Une citation de :Cynthia Wesley-Esquimaux

Peu de chercheurs autochtones

Jusqu’en 1961, la Loi sur les Indiens enlevait automatiquement le statut d’Indien aux Autochtones poursuivant des études universitaires.

Beaucoup des miens ne sont pas allés à l’université parce qu'ils avaient peur de perdre leur statut. Ce n'est qu'il y a 20 ou 30 ans que plusieurs de mes pairs ont commencé à aller à l'université pour écrire et s'informer, relate l'aînée Shirley Williams.

L’accès à l’éducation supérieure, et donc à un statut de chercheur, reste un défi pour de nombreux jeunes membres des Premières Nations, note toutefois Cynthia Wesley-Esquimaux.

10 % des Autochtones au Canada détiennent un diplôme universitaire, comparativement à 28,5 % de la population générale, selon le dernier recensement de Statistique Canada.

Une peinture montrant des visages autochtones.

La peinture « Our Ancestors are Teachers », de Jerry Whitehead et Kevin Pee-Ace, située dans la bibliothèque de l’Université de la Saskatchewan

Photo : Photo fournie / Jo Anni Joncas

Dans ces conditions, la chercheuse Karla Jessen Williamson constate et regrette qu'aujourd'hui encore, les recherches se font généralement avec des non-Autochtones qui examinent les Autochtones d'une manière ou d'une autre.

J'ai vu tellement de non-Autochtones faire des recherches sur le suicide des Inuit. Ils utilisent différents types de théories provenant du monde universitaire et, pour moi, c'est une banalisation de ces personnes qui s'enlèvent la vie. Il y a très, très peu de ces personnes qui participent à l'élaboration de solutions, déplore la chercheuse inuk.

La recherche sur les Autochtones doit être faite par les peuples autochtones pour nourrir l'autodétermination autochtone et apporter des solutions.

Une citation de :Karla Jessen Williamson, chercheuse et professeure adjointe au Département de fondations éducatives à l’Université de la Saskatchewan

Manque de recherches en langues autochtones

Karla Jessen Williamson affirme faire partie des rares Autochtones qui publient dans leur langue native au Canada.

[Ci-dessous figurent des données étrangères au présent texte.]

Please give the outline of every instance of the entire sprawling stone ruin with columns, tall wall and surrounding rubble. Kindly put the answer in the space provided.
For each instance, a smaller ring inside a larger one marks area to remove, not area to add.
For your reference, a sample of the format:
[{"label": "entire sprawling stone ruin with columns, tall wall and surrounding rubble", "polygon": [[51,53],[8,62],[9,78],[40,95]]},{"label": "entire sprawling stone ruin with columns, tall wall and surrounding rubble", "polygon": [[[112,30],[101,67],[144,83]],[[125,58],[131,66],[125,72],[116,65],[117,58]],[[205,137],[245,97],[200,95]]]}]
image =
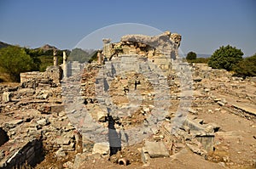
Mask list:
[{"label": "entire sprawling stone ruin with columns, tall wall and surrounding rubble", "polygon": [[[240,104],[230,106],[209,94],[215,90],[231,93],[226,82],[232,82],[237,89],[234,95],[256,99],[255,94],[241,93],[236,78],[225,70],[183,63],[178,56],[180,35],[166,31],[155,37],[127,35],[120,42],[102,41],[96,62],[70,63],[64,53],[61,66],[54,57],[54,65],[45,72],[21,73],[20,86],[1,88],[1,168],[36,166],[47,155],[65,162],[65,168],[80,168],[88,156],[98,154],[110,155],[109,160],[120,165],[140,158],[148,166],[152,158],[172,157],[185,148],[207,159],[215,149],[220,127],[197,118],[201,109],[214,105],[216,110],[220,106],[255,118],[253,110]],[[202,82],[205,79],[220,80],[207,86]],[[191,89],[201,93],[183,95]],[[157,113],[155,103],[161,96],[170,97],[157,104],[162,105],[157,111],[164,112]],[[183,121],[173,132],[181,100],[186,114],[178,115]],[[125,147],[141,142],[139,154],[125,152]],[[72,161],[65,160],[73,153]]]}]

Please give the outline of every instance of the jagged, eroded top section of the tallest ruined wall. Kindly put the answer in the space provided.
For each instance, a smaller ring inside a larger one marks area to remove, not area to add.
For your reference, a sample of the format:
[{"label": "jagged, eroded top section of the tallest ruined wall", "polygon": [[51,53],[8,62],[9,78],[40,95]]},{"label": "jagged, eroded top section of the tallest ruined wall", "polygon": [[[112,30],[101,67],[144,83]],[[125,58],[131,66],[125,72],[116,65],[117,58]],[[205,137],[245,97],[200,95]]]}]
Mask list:
[{"label": "jagged, eroded top section of the tallest ruined wall", "polygon": [[178,59],[178,51],[181,36],[177,33],[166,31],[159,36],[148,37],[144,35],[126,35],[120,42],[110,43],[109,39],[103,39],[102,54],[108,60],[119,58],[123,55],[137,54],[164,70],[172,69],[172,60]]}]

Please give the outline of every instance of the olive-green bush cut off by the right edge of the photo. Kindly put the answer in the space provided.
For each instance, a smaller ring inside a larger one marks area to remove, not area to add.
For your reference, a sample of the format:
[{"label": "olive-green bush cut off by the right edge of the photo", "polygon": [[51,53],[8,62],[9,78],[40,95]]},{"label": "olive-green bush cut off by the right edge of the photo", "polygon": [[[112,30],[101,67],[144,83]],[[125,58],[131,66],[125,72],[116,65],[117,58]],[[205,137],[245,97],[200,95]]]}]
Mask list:
[{"label": "olive-green bush cut off by the right edge of the photo", "polygon": [[242,59],[235,67],[236,76],[256,76],[256,54]]}]

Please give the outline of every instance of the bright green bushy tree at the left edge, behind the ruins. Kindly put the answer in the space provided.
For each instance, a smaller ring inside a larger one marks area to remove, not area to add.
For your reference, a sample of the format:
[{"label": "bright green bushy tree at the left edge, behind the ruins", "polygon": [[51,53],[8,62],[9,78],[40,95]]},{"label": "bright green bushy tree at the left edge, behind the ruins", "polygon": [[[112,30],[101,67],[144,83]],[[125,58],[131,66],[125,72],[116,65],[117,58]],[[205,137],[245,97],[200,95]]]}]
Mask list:
[{"label": "bright green bushy tree at the left edge, behind the ruins", "polygon": [[20,81],[20,72],[32,69],[33,60],[24,48],[9,46],[0,49],[0,69],[15,82]]}]

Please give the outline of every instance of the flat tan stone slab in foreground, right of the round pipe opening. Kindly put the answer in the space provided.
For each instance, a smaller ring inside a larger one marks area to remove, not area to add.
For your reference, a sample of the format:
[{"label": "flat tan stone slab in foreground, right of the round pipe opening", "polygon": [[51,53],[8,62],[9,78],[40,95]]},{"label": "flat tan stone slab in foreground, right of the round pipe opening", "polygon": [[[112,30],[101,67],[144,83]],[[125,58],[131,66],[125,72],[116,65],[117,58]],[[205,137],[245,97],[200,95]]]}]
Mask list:
[{"label": "flat tan stone slab in foreground, right of the round pipe opening", "polygon": [[169,157],[169,152],[163,142],[145,142],[145,150],[151,158]]}]

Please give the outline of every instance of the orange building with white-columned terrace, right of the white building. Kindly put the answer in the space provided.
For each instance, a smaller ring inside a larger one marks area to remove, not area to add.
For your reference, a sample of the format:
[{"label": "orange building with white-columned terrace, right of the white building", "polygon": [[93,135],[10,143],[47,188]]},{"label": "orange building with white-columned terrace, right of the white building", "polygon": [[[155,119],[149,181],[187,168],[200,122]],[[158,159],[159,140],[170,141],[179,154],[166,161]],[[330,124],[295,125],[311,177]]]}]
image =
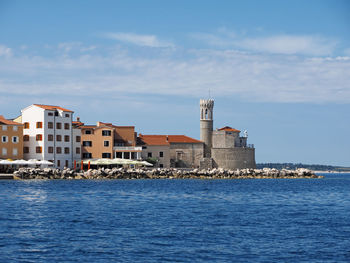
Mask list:
[{"label": "orange building with white-columned terrace, right of the white building", "polygon": [[80,119],[76,125],[81,130],[83,159],[141,159],[142,147],[136,146],[134,126],[116,126],[104,122],[85,125]]}]

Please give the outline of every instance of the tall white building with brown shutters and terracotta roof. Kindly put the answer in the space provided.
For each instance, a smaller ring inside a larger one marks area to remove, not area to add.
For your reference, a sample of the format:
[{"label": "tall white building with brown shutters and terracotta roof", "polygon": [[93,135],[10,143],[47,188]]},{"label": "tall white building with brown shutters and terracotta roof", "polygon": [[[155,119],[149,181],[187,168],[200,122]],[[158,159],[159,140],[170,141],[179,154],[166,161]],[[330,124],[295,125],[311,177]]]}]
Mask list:
[{"label": "tall white building with brown shutters and terracotta roof", "polygon": [[60,169],[80,162],[81,135],[72,127],[73,111],[33,104],[21,112],[24,159],[48,160]]}]

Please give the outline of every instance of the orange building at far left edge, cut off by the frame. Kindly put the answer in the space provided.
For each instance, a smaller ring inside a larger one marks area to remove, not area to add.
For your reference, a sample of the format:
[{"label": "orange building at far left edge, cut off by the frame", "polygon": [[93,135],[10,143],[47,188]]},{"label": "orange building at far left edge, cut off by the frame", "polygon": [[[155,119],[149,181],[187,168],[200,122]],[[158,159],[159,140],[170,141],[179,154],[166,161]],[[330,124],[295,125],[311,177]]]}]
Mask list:
[{"label": "orange building at far left edge, cut off by the frame", "polygon": [[23,159],[23,125],[0,115],[0,159]]}]

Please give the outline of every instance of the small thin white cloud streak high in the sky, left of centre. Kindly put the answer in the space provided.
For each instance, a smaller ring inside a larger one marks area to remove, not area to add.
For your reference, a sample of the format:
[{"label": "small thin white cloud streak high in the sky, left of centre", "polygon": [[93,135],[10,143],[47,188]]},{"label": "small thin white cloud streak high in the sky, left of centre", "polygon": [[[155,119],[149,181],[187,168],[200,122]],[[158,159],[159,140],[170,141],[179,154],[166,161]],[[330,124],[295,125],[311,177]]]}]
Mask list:
[{"label": "small thin white cloud streak high in the sky, left of centre", "polygon": [[145,47],[174,47],[174,44],[159,40],[154,35],[139,35],[133,33],[106,33],[104,37]]}]

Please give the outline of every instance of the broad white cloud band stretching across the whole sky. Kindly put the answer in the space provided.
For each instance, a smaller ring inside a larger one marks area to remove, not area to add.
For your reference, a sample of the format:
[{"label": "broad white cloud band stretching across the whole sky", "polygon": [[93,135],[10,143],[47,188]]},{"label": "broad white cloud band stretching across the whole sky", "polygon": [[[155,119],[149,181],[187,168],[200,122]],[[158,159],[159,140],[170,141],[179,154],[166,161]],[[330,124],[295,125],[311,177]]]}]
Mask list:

La plupart des recherches sont publiées et effectuées dans les langues officielles du Canada, par exemple l'anglais ou le français. Des traductions sont effectuées ici et là, mais pas dans leur intégralité. Et c'est au bon vouloir du chercheur de publier quoi que ce soit dans sa langue autochtone, poursuit Karla Jessen Williamson.

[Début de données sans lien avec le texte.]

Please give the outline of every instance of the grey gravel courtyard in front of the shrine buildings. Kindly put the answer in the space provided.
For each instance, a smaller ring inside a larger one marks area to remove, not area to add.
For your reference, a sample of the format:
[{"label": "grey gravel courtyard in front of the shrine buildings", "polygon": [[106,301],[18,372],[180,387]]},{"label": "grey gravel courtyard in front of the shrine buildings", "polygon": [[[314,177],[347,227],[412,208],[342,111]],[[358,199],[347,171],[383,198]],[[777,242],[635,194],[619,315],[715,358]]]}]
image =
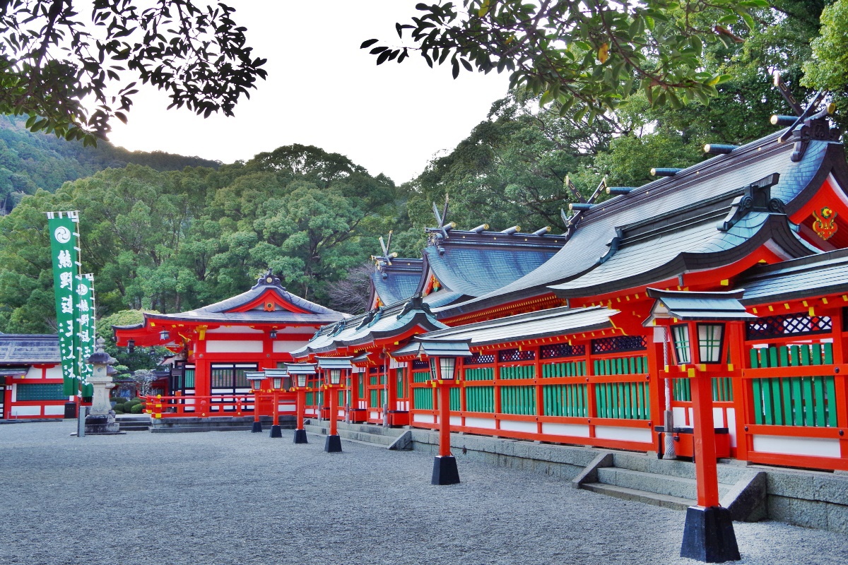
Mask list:
[{"label": "grey gravel courtyard in front of the shrine buildings", "polygon": [[[460,462],[249,432],[70,437],[75,421],[0,426],[4,565],[695,563],[684,512]],[[742,563],[845,563],[848,536],[735,523]]]}]

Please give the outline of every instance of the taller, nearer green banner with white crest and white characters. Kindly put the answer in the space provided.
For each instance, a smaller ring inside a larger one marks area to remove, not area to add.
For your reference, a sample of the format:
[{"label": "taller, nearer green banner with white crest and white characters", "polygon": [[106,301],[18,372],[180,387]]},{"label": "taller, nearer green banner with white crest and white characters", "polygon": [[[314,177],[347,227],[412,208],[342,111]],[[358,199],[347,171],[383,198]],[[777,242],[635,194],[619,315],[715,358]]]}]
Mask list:
[{"label": "taller, nearer green banner with white crest and white characters", "polygon": [[53,292],[56,295],[56,324],[59,332],[59,352],[62,355],[64,394],[74,396],[79,391],[77,370],[75,284],[80,272],[80,247],[77,212],[48,212],[50,252],[53,256]]}]

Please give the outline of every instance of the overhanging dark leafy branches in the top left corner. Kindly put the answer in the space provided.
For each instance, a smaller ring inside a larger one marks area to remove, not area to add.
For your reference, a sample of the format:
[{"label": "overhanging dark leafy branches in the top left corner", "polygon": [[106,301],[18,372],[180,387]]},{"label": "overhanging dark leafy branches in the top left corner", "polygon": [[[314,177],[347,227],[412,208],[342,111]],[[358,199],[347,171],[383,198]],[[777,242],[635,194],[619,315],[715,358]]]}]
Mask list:
[{"label": "overhanging dark leafy branches in the top left corner", "polygon": [[[171,106],[232,115],[265,78],[246,29],[224,3],[93,0],[0,3],[0,114],[28,114],[31,130],[94,144],[109,120],[126,122],[137,82]],[[89,111],[84,99],[96,106]]]}]

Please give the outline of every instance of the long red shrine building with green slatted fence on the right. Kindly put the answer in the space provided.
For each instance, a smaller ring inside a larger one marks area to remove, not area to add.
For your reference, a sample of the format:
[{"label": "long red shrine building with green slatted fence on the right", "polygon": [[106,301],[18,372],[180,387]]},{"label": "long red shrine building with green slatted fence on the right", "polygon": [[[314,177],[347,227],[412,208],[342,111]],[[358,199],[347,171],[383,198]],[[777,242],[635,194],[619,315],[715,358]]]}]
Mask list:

Elle pointe toutefois des exemples autour du globe qui pourraient servir d’inspiration en matière de recherche autochtone au Canada.

Les Maoris, en Nouvelle-Zélande, ont revitalisé leur langue à travers le système scolaire dans les années 1970 et maintenant il y a des universités qui utilisent le maori comme langue et ils vont pouvoir produire de nouvelles connaissances en grande quantité dans leur propre langue. C’est la même chose pour les Samis, dans les pays scandinaves. J'ai hâte de voir les résultats, s'enthousiasme la professeure Jessen Williamson.

Même si beaucoup de travail reste à faire pour que la recherche autochtone par les Autochtones continue à se développer, Cynthia Wesley-Esquimaux est convaincue que le travail de ses pairs nous mène dans la bonne direction.